Filtering Process

From Apache OpenOffice Wiki
< Documentation‎ | DevGuide
Revision as of 10:16, 30 September 2008 by Mba (Talk | contribs)

Jump to: navigation, search




In OpenOffice.org the whole process of loading or saving content is a modular system based on UNO services. Some of them are abstract (like e.g. the com.sun.star.document.ExtendedTypeDetection and the filter services) and so allow to bind extendable sets of instances implementing them, others (like e.g. the com.sun.star.document.TypeDetection service) are those that define the work flow. As they are exchangeable like any UNO service the whole process of finding and using filters can be changed without any need to change other involved components.

Loading content

The most general way to load content into OpenOffice.org is calling the com.sun.star.frame.XComponentLoader:loadComponentFromURL() method of a suitable object. Such object may be the com.sun.star.frame.Desktop object or any instance of the com.sun.star.frame.Frame service. Content will end up in a frame object always, if called at the desktop the method will find or create this frame using some of the passed arguments as described in the API documentation linked above. Then it will forward the call to this frame.
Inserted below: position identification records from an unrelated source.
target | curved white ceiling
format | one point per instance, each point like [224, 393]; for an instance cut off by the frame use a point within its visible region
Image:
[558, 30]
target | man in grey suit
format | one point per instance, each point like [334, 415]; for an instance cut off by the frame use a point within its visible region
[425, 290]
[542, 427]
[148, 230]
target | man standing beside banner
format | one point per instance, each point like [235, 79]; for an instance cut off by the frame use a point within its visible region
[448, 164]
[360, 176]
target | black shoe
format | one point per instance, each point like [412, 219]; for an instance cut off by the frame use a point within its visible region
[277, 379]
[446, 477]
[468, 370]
The content will be passed to the loadComponentFromURL() call as a com.sun.star.document.MediaDescriptor service that here is implemented as a Sequence of com.sun.star.beans.PropertyValue. In most cases it will contain several properties that allow to create an object implementing com.sun.star.io.XStream that can be used to read the content. It also may contain some properties that the code of other objects (filter, model, controller, frame etc.) can use to steer the loading process. If no properties shall be handed over and the file content is specified by a URL only, the URL can be passed as an explicit argument and the MediaDescriptor is empty.

Before loading can start, two objects must be found that will work together: the suitable filter and a document model it can load into. As basically any content type may be loaded into any available document model and even the same type could be loaded into said model in different ways, we could have many filters for a particular content type. To find the right one by evaluating what is passed in the MediaDescriptor is the job of the com.sun.star.document.TypeDetection service. The result of this detection will be the name of the content type, the name of the wanted filter and the service name of the document model that shall be the target of the loading process. The filter will be created by the com.sun.star.document.FilterFactory service.
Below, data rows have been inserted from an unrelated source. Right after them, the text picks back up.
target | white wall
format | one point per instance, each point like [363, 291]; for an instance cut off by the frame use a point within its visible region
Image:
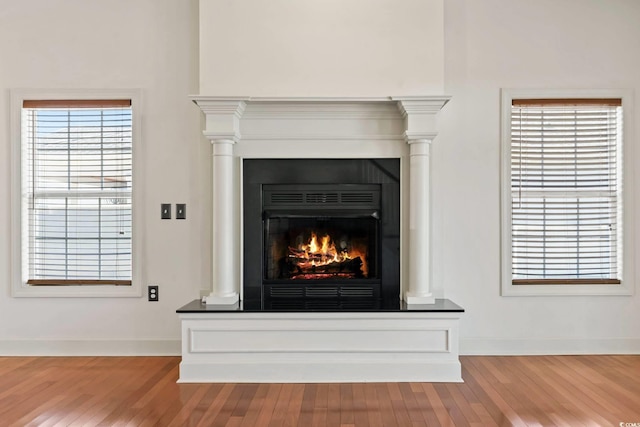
[153, 45]
[496, 44]
[321, 48]
[147, 44]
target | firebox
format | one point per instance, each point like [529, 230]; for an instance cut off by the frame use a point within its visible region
[328, 230]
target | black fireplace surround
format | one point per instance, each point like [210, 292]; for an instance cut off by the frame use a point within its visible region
[321, 233]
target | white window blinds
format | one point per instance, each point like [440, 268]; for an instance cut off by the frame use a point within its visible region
[566, 204]
[78, 182]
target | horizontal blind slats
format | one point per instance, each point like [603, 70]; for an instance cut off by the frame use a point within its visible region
[565, 183]
[80, 182]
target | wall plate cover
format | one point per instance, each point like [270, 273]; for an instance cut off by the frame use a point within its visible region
[165, 211]
[153, 293]
[181, 211]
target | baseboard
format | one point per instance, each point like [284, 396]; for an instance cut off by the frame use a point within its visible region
[549, 346]
[90, 347]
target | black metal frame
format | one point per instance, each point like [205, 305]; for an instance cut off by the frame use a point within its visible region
[357, 177]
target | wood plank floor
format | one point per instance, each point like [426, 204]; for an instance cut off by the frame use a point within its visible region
[498, 391]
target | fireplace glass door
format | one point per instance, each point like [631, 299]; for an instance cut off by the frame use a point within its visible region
[335, 247]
The TypeDetection also employs the com.sun.star.document.ExtendedTypeDetection that examines the given resource and confirms the unique type name determined by TypeDetection. The MediaDescriptor is updated, if necessary, and a unique type name is returned.

Finally, the component loader ensures there is a frame, or creates a new one, if necessary, and asks a frame loader service (com.sun.star.frame.FrameLoader or com.sun.star.frame.SynchronousFrameLoader) to load the resource into the frame. Its interface com.sun.star.frame.XFrameLoader has a method load() that takes a frame, the MediaDescriptor and an event listener, and creates a com.sun.star.document.ImportFilter instance at the FilterFactory to load the resource into the given frame. For this purpose, it calls createInstance() with the filter implementation name (such as com.sun.star.comp.Writer.GenericXMLFilter) or createInstanceWithArguments() with the implementation name and additional arguments used to initialize the filter.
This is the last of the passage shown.